Grip Grand - Brokelore

8:05 PM / Posted by PT /

Welcome to Brokeland, Grand is back / 180 degrees from your standard rap

Well 2008 has been relatively quiet so far.

And I told you guys I wouldnt be reviewing mediocre albums. This album is one of the most impressive Ive heard in my memory, and its all the more exciting coming from an artist of whom Id never heard of. With the exception of The Roots' Rising Down and the album I'm about to review, there has been little quality material, at least of the stuff Ive heard. But this is some hardcore quality over quantity.

Hailing from (Br)Oakladnd, California, Grip Grand is an extrememly dope emcee who happens to be, you guessed it, extrememly broke as well. With life in these conditions and his own production (he did many beats on the album) and recording equipment in tow, Grip set out to make Brokelore, the follow-up to his 1999 debut Welcome to Broakland.

I stumbled upon this album on a whim, and with low expectations hit play on the first track, "Showtime (That's Entertainment)." Grip's clever wordplay and slightly unorthodox delivery catch your attention within eight bars. This track also introduces the listener to the basic structure of most of the album: real-life stories mixed with punchlines flying left and right. (With tons of multis on almost every song, it's remarkable that I could not find a single corny one.)

The next track, "Hip Hop Classic," would be a standout track on a lesser album (literally every song on here is beyond hot). The laid back delivery and beat, with a simple but effective piano loop on the hook create a wonderful soundscape over which Grip expresses his longing to be successful, in life and music. Both the two following songs are as good as the first two, "Win the War" and "Tomorrow," altough the latter suffers from the hook being drawn out just a bit too long. The hook is still good, but sounds like a verse. Actually, it's better than most verses your favourite rapper writes. "Tomorrow" is actually the best song to this point in the album, Grip is on fire over the entire course of the album. I really cant express how impressed I am with this.

The next song, "Handle That," appears at first glance to be a glaring weakness on the album. It's reminiscent of the synth/pop rap on the radio, at least as far as the beat and hook go. Upon closer inspection however, the verses are actually the same content as the rest of the music here. (Including one of the sickest punchlines ever written: While you pretend to be sick like Ferris Beuller / Grip Grand drop gems like a careless jeweler.)
Grip Grand talks about Handle That

There are simply too many amazing cuts here to name, but the are some that beg mention above the others. "Love / Drama" is Grip rapping about himself in a negative light, and then flipping the criticisms of his music with the last line: Youre so astute brah, every my new flaw, you heard it / Cant wait to hear your album, it must be perfect. "A Penny" and "Out of Service" are both classic cuts with great lyricism, but so are the rest on here. The song with the most potential crossover appeal (which still isnt very much, being that it is acutally a great song) is "Poppin Pockets," featuring AG of D.I.T.C. fame.

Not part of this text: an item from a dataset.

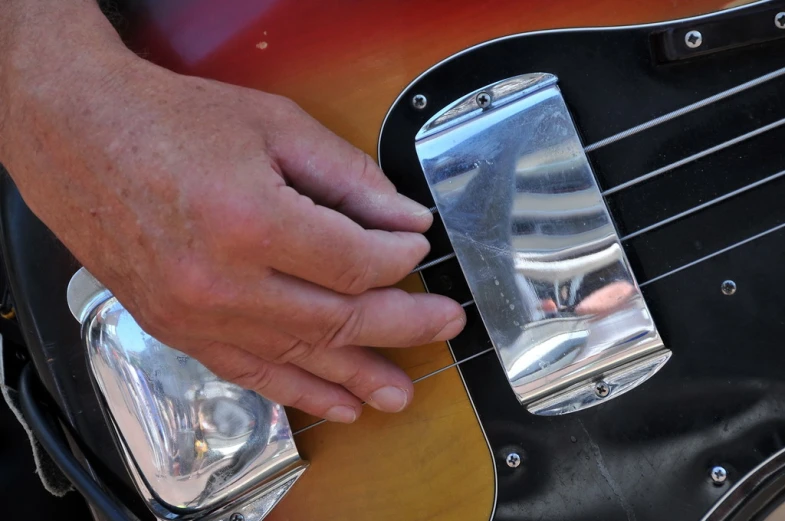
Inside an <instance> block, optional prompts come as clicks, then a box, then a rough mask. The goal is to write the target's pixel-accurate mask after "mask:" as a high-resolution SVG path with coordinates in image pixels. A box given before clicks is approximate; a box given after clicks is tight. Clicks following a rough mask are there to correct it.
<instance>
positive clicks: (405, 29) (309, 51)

Poppin pockets versus poppin collars? Call it a counter culture, call it a parody, but it wouldnt be unreasonable to call Brokelore a classic. Do yourself a favor and get over to youtube, and then your local record shop to pick up a copy.


Comment by djdesign on September 16, 2008 at 5:23 PM

Very good review, I love the album as well. - DJ Design

To hear more of Grip, check the album Jetlag. He's on a few.

I am going to link this with Look Records.